“Não sou
obrigado a apresentá-lo...”
Celso Russomanno,
candidato à Prefeito da Capital do Estado de São Paulo, referindo-se ao seu
plano administrativo.
Raul Longo
Na verdade, não é de hoje que nada
acontece no meu coração a respeito da cidade de São Paulo.
Já há umas duas décadas a poluição
daquela capital me provocou um escarro em plena Ipiranga com São João, justo no
pico do horário de rush. Ao contrário de Augusto dos Anjos, senti-me sem um
único abismo para filosofar sobre a queda daquela secreção. Acuado por tantos
pés céleres a atravessar a esquina, segui até à Avenida Consolação onde, enfim,
encontrei um canteiro para me livrar do horrível gosto de fuligem.

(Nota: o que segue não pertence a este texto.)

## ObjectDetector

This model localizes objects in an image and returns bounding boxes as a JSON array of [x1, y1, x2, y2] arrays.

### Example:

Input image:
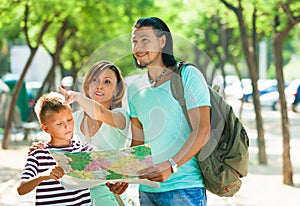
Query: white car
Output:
[[260, 79, 300, 111]]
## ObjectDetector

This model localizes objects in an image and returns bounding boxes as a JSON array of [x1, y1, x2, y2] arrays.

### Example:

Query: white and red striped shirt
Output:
[[21, 140, 92, 206]]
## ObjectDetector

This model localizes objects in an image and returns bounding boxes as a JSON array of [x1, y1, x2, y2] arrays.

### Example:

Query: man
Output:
[[111, 17, 210, 206]]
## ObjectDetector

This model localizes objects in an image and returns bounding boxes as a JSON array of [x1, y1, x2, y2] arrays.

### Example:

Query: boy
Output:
[[18, 92, 92, 205]]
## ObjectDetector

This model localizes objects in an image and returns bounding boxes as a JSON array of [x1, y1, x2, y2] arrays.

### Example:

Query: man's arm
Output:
[[139, 106, 210, 182]]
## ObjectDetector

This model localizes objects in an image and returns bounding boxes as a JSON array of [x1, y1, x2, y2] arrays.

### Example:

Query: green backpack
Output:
[[171, 62, 249, 197]]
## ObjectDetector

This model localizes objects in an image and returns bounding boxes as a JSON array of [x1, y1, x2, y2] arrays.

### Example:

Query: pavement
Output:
[[0, 100, 300, 206]]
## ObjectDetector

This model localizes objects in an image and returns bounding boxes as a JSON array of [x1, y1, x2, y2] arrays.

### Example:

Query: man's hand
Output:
[[138, 161, 172, 182]]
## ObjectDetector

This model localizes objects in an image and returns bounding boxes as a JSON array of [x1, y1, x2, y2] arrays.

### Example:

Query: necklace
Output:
[[147, 68, 167, 87]]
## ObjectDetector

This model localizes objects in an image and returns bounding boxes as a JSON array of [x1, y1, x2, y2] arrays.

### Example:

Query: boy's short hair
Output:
[[34, 92, 71, 124]]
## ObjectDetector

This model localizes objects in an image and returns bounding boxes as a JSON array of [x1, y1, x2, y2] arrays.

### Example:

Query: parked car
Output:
[[260, 79, 300, 111], [26, 81, 42, 121], [243, 79, 278, 102], [224, 78, 252, 99]]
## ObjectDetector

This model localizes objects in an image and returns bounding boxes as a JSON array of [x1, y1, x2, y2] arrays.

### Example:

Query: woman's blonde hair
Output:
[[82, 61, 125, 109]]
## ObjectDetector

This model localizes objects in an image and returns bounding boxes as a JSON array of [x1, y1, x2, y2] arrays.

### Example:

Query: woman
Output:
[[30, 61, 130, 206], [59, 61, 130, 205]]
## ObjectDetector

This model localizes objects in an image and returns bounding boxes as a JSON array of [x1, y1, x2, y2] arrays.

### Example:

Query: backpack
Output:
[[171, 62, 249, 197]]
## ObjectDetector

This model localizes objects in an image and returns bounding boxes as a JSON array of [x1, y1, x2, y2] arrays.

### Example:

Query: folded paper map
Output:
[[50, 144, 159, 189]]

Fui em frente considerando a
impossibilidade de voltar a viver numa cidade onde a sucessão de representantes
dos interesses capitalistas, por puro descaso e desleixo amontoam as pessoas em
tão densa concentração.
Terceira ou segunda maior cidade
do mundo, São Paulo é o mais acabado exemplo da ausência de humanismo do sistema
político/econômico em vertiginosa evolução desde os anos 50, quando ali fui
educado pela família e pelo Instituto de Educação Caetano de Campos.
Colégio Caetano de Campos, Praça da República - SP |
A família me ensinava a ser
cordial com os mais velhos e às mulheres, proceder civilizadamente com todas as
pessoas independente de gênero ou faixa etária. Por isso planejei a caminhada da
São João à Consolação, evitando cuspir nos pés dos apressados transeuntes das 18
horas da Av. Ipiranga.
Já o Caetano de Campos me ensinou
outras coisas, entre elas a importância histórica de São Paulo desde quando os
Bandeirantes planejavam incursões pelos interiores, reunidos no ponto de partida
lá na antiga bica do Largo da Memória. Os objetivos das Bandeiras eram dos mais
deploráveis: prear indígenas e descobrir riquezas minerais a serem espoliadas
pelos colonizadores. Mas no século XIX, já com o nome de Largo do Piques,
atraindo moradores pela água da nascente, o local testemunhou os moradores do
então pequeno vilarejo a planejar o cotidiano e viajantes a projetar o
prosseguimento pelas longas trilhas ao sul, ao norte ou a oeste do
país.
Ainda no começo daquele mesmo
século se criou a Faculdade de Direito do Largo de São Francisco que junto com a
de Olinda é a mais antiga do Brasil e onde se planejou muitos dos principais
versos da literatura romântica brasileira, como os de Castro Alves. Em São
Paulo, ali se planejou a abolição da escravatura no país! A grande maioria das
leis que hoje regulamentam a civilidade de toda a nação.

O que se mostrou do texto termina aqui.